A friend of mine wrote this as his Facebook status not too long ago. He lives far away in a tropical paradise, and believe it or not… we’ve only met once. But sometimes, it only takes just one meeting to make a life long impression on someone. This friend definitely did.
My friend has a beautiful daughter named Celia. Celia and Willy met about four years ago at a barbecue, and there was an instant connection between the two of them. I remember that they didn’t say a whole lot to each other, but they didn’t have to. They showed their friendship through actions and giggles, and when it was time to say goodbye, the embraced like they had known each other forever.
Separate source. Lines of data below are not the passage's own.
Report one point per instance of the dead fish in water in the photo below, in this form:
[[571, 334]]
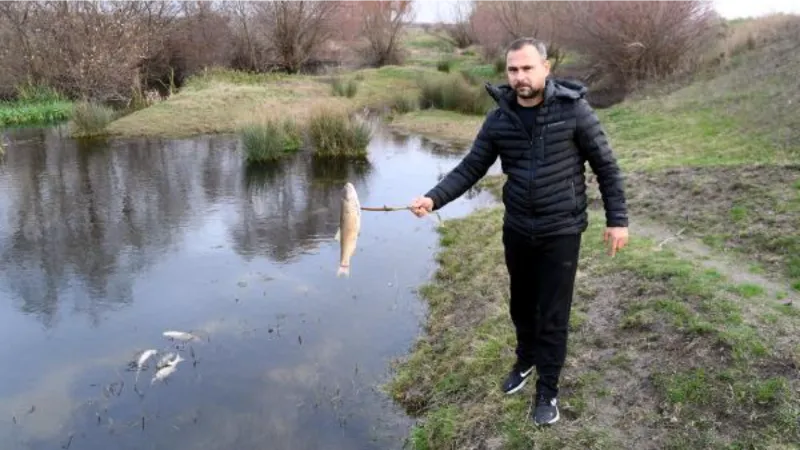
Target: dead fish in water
[[165, 360], [349, 228], [143, 359], [168, 370], [180, 336]]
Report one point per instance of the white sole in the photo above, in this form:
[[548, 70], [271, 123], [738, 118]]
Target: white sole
[[516, 389], [554, 420]]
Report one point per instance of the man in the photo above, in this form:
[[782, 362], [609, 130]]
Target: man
[[543, 131]]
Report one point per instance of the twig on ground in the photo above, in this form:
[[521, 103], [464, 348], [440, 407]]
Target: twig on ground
[[660, 245]]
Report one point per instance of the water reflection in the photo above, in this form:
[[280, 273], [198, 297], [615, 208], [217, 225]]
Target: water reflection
[[103, 246], [293, 204]]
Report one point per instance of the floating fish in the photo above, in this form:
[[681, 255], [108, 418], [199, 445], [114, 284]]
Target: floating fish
[[143, 359], [181, 336], [167, 370], [165, 360], [349, 227]]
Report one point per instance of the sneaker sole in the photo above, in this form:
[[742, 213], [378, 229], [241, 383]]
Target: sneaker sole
[[552, 421], [516, 389]]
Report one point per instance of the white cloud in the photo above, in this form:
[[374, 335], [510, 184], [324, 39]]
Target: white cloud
[[745, 8]]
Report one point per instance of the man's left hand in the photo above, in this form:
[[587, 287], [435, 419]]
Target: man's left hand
[[616, 238]]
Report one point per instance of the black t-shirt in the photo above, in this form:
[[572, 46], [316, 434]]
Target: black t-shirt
[[527, 114]]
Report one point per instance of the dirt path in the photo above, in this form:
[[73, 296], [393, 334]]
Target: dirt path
[[728, 265]]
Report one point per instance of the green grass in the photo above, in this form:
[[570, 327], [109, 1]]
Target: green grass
[[336, 135], [342, 88], [454, 93], [91, 119], [39, 113], [270, 141], [650, 139], [659, 348], [752, 211]]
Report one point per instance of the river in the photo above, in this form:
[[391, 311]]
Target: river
[[106, 245]]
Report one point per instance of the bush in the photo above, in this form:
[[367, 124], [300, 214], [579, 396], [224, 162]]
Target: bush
[[270, 141], [342, 88], [403, 103], [335, 134], [20, 113], [454, 93], [91, 119], [635, 40]]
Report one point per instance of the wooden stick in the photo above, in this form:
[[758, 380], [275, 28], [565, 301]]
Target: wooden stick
[[386, 208]]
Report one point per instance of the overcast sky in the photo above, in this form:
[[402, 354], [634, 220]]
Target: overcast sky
[[436, 10]]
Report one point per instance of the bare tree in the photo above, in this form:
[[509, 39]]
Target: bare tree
[[382, 21], [461, 33], [297, 28], [498, 22], [89, 48], [640, 39]]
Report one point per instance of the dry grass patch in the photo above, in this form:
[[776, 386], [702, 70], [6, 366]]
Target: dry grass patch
[[224, 106], [751, 210], [662, 355], [457, 129]]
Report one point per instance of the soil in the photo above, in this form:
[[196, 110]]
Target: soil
[[751, 211]]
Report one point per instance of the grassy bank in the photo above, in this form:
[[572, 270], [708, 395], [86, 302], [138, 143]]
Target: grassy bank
[[35, 105], [223, 101], [663, 354], [449, 126]]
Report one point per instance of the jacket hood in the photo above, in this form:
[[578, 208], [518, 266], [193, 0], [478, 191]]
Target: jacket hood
[[554, 88]]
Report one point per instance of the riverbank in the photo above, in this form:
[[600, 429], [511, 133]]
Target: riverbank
[[668, 349], [224, 101]]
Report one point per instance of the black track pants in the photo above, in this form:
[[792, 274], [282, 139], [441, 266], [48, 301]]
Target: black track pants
[[542, 274]]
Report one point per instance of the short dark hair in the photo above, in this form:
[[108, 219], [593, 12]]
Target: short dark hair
[[517, 44]]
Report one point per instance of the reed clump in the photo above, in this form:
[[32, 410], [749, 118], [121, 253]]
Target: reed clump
[[90, 119], [270, 140], [336, 134]]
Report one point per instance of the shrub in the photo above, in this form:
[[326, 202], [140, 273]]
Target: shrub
[[342, 88], [454, 93], [335, 134], [640, 39], [271, 140], [13, 114], [404, 103], [91, 119]]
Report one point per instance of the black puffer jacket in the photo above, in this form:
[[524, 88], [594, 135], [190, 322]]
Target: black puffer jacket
[[545, 193]]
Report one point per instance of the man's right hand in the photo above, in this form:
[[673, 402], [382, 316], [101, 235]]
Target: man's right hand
[[421, 206]]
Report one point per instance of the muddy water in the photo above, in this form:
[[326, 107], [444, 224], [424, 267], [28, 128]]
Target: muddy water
[[104, 246]]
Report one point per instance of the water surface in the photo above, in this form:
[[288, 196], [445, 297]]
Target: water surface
[[105, 246]]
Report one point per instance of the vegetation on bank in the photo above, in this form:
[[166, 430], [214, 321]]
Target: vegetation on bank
[[35, 105], [663, 353], [91, 119], [335, 134], [271, 140]]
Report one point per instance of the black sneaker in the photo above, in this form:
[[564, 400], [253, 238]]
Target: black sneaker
[[546, 411], [517, 378]]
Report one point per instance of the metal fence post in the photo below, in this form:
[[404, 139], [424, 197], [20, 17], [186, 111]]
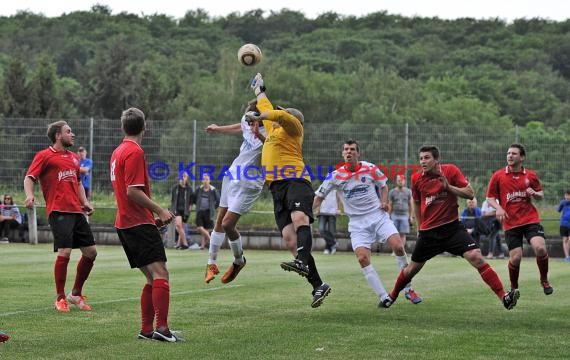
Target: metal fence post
[[170, 236], [32, 226]]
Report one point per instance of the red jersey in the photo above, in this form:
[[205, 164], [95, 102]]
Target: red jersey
[[509, 188], [58, 173], [128, 168], [438, 206]]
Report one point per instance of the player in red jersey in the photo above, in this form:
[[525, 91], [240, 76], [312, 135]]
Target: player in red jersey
[[57, 169], [514, 187], [137, 227], [435, 190]]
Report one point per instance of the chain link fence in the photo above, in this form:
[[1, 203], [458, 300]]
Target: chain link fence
[[478, 151]]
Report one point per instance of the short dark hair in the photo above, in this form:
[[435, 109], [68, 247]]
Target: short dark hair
[[251, 106], [132, 121], [352, 142], [520, 147], [434, 150], [54, 129]]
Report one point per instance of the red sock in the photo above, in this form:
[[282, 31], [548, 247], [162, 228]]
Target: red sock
[[147, 310], [84, 267], [542, 263], [400, 284], [491, 278], [60, 275], [514, 275], [161, 302]]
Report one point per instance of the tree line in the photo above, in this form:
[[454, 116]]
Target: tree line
[[375, 68]]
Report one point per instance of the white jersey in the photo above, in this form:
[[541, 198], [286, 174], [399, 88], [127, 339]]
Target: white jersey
[[358, 189], [249, 159]]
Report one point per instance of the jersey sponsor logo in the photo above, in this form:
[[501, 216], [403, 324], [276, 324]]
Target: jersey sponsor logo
[[65, 174], [113, 165], [516, 196], [358, 190], [431, 199]]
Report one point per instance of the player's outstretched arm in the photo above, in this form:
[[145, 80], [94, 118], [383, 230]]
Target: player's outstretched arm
[[224, 129]]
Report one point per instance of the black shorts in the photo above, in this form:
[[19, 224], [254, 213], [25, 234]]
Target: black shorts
[[451, 237], [142, 244], [70, 230], [514, 236], [181, 213], [289, 196], [204, 220]]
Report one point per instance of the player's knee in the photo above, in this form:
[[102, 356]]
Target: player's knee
[[299, 218], [540, 251]]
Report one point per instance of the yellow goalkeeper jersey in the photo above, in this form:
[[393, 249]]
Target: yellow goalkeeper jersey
[[282, 155]]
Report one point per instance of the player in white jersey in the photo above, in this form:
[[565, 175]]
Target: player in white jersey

Fast forward four and a half years later. Celia’s dad had this to say:
“It can be really intense. Frustrating.
Dropping Celia off at school, I say hi to her aide, kneel down, kiss and hug her. Sending her off into someone else’s care for 7 hours. She looks at me, direct eye contact. Her eyes are sad. She hugs me and says don’t go. For anyone that knows autism, this is huge! To be expressive emotionally. It’s one of Celias gifts. However she still can’t verbally tell me why. What she needs. Is something going on? My worst fears kick in. The inner voice. Is something wrong? Is a kid messing with her? A mean teacher? Worse? My heart swells. I want to just take her home. I want her to use words to tell me…. What? But she can’t. What’s going on in there? When I was a kid her age someone told me the world was going to end and I would be thrown into a pit of hell fire if I didn’t “convert”. I shattered. For weeks I was a mess. Lost. I acted up and my family had no idea what was going on. Finally, thanks to the loving awareness and encouragement of my mom, I told her. She hugged me and told me it was going to be ok. The healing began, although the ordeal haunted me for years to come. It makes me wonder,… What is frightening my daughter? What emotions, feelings, fears are holding her back? I was able to communicate to my mom and she was able to help me. What is Celia not able to tell me??? What am I missing?? If I could get one super power it would be the ability to read her mind. Only hers, I don’t want to know what’s in everyone else’s head. Just hers. Day by day we take small but significant steps. Day by day I pray her world opens up to us.
I pray for the same things too. I pray that my boy feels brave enough to come out of his world and open up to me. If only for a few seconds. I pray that my boy’s anxiety lessons, and allows him to experience more of what life has to offer. And I also pray that with more language, comes more understanding (expressively and receptively).
Thank you my friend for sharing Celia with us. Your small steps will become bigger and bigger with time, and she will open up to you one day, quite possibly when you least expect it.